The cold metal shopping cart shone silently in our waiting headlights. It sat next to the other abandoned shopping carts like a makeshift wall preventing me from pulling forward out of my parking space. We were at Walmart. The parking lot was littered with abandoned shopping carts. Millions of slowly drifting metal cages on wheels. This one stared back at me with a mocking metal toothed grin while I waited for Clara to buckle herself into the backseat.
“Look, Clara. Someone didn’t take their cart back inside.” I pointed. “If they had taken their cart in someone else could have parked there, or we could have pulled out that way instead of having to back up.”
She made a frustrated noise. “That’s not very nice. They shouldn’t have been so selfish and should have thought about someone else, like us.”

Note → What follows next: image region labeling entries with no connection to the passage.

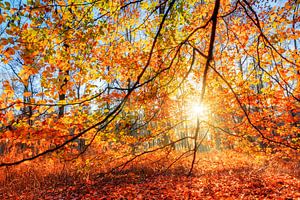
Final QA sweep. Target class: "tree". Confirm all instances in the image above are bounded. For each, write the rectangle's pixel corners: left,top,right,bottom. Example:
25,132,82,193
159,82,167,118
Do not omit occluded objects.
0,0,300,173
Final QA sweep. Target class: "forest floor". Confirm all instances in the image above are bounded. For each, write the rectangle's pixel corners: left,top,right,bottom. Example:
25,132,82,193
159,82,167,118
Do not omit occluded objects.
0,151,300,199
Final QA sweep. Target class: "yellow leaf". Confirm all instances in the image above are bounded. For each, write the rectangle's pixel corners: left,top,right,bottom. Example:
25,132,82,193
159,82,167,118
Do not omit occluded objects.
23,92,31,97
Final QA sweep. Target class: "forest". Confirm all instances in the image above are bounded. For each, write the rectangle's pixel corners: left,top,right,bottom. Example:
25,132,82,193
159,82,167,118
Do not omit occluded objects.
0,0,300,199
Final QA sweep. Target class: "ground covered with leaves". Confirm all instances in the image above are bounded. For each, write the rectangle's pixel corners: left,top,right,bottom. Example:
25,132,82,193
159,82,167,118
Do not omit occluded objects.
0,152,300,199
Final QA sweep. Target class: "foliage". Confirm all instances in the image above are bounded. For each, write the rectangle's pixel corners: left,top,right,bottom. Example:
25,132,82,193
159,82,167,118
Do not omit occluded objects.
0,0,300,197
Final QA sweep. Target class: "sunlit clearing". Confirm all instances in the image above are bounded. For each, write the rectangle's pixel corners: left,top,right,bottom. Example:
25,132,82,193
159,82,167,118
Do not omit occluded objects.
190,104,209,118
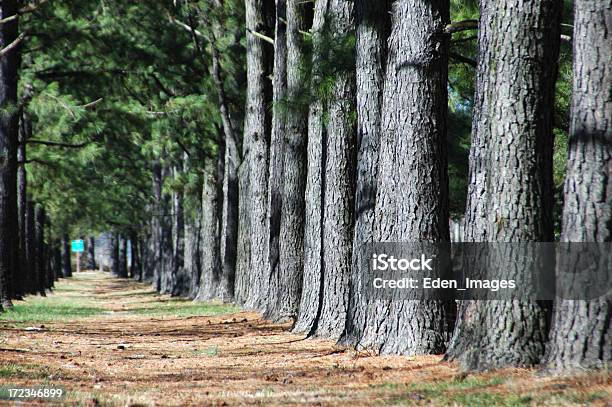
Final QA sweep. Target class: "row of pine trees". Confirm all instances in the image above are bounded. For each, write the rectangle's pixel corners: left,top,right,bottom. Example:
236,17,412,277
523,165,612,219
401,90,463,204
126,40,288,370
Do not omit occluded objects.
0,0,612,371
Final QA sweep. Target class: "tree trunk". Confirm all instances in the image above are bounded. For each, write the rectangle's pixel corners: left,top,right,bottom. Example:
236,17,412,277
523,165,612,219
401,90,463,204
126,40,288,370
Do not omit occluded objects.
86,236,96,270
62,234,72,277
52,245,63,281
244,0,274,309
0,0,19,311
264,0,287,317
294,0,329,333
15,111,32,295
296,0,356,338
109,233,121,277
447,0,561,370
130,233,142,281
211,5,240,301
267,0,312,321
159,164,174,294
195,159,221,301
356,0,449,355
185,207,202,298
150,160,164,292
315,0,356,338
234,158,251,305
341,0,391,346
168,164,187,296
218,136,240,301
34,205,47,297
117,234,128,278
546,0,612,372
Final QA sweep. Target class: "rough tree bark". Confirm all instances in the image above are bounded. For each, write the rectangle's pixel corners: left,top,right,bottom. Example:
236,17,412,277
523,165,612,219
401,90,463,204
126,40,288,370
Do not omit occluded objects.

I nodded and turned in my seat to face her, “Ah. Yes. But maybe we shouldn’t be so quick to be selfish either, and think about them instead. Can you think of any reason why someone wouldn’t have been able to easily take the cart back?”

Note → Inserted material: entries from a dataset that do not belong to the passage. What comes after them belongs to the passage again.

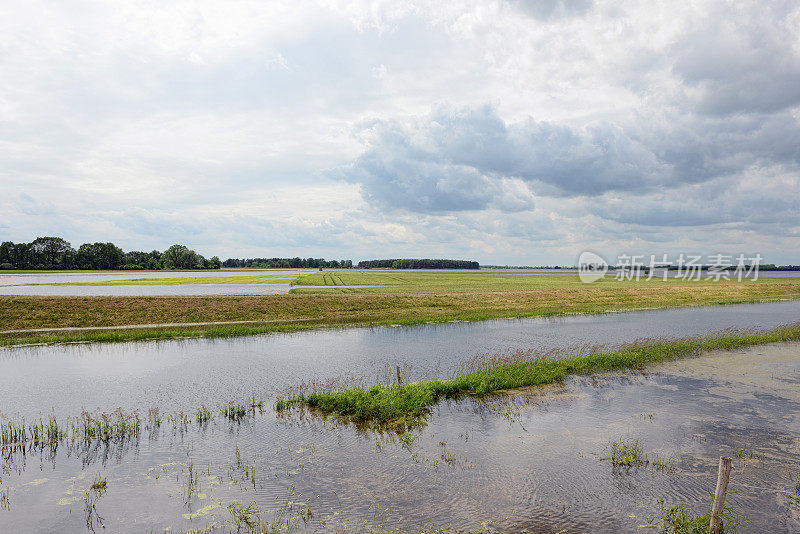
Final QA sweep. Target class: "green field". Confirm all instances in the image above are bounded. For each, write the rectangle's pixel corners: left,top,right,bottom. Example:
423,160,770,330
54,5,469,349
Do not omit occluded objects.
0,270,800,346
275,324,800,430
53,275,297,286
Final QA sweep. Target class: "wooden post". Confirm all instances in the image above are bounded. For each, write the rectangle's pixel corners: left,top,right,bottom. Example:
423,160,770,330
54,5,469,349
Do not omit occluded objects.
709,456,733,534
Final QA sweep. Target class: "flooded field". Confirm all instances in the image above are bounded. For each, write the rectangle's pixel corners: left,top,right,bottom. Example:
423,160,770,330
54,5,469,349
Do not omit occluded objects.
0,269,312,297
0,302,800,532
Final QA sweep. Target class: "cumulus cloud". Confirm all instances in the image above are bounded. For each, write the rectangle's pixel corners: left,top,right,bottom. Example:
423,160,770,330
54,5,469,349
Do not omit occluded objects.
0,0,800,263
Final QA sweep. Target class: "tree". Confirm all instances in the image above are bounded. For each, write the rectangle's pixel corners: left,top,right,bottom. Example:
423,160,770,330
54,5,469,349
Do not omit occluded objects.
31,237,75,269
75,243,125,269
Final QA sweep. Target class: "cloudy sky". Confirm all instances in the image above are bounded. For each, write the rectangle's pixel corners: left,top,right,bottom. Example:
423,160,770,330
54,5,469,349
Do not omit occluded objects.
0,0,800,264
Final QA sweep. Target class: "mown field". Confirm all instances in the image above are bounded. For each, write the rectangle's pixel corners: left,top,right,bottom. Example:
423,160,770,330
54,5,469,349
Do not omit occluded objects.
0,271,800,345
56,275,297,286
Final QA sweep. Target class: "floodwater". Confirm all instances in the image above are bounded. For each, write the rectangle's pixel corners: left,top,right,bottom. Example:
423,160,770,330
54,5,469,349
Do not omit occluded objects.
0,269,800,297
0,269,382,297
0,301,800,532
0,269,304,297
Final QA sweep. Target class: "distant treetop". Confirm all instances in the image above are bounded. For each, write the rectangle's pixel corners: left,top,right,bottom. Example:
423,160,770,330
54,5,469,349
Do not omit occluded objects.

She was quiet for a few seconds and squinted thoughtfully at the frosted shopping cart. Finally she responded, “Okay. I can think of a pretty good reason. Maybe it was a mother with something, like, 45 kids. And she got to the car and unloaded their things, but her kids were all crying and she was really tired, so she couldn’t take the cart back.”
I smiled. “Yes. Exactly. And aren’t we happy to back out of our parking space so that she didn’t have to leave her 45 children crying in the car.” I looked at the other carts. “How about these other carts? Why do you think people didn’t take them back?”
She thought again for a moment, “Probably they were just lazy and didn’t care.”
“Yeah, I bet you’re right.” I popped the car in reverse and started towards home.
So, there you go. Unless you have something like 45 screaming children you have no excuse for not walking your cart back to the store.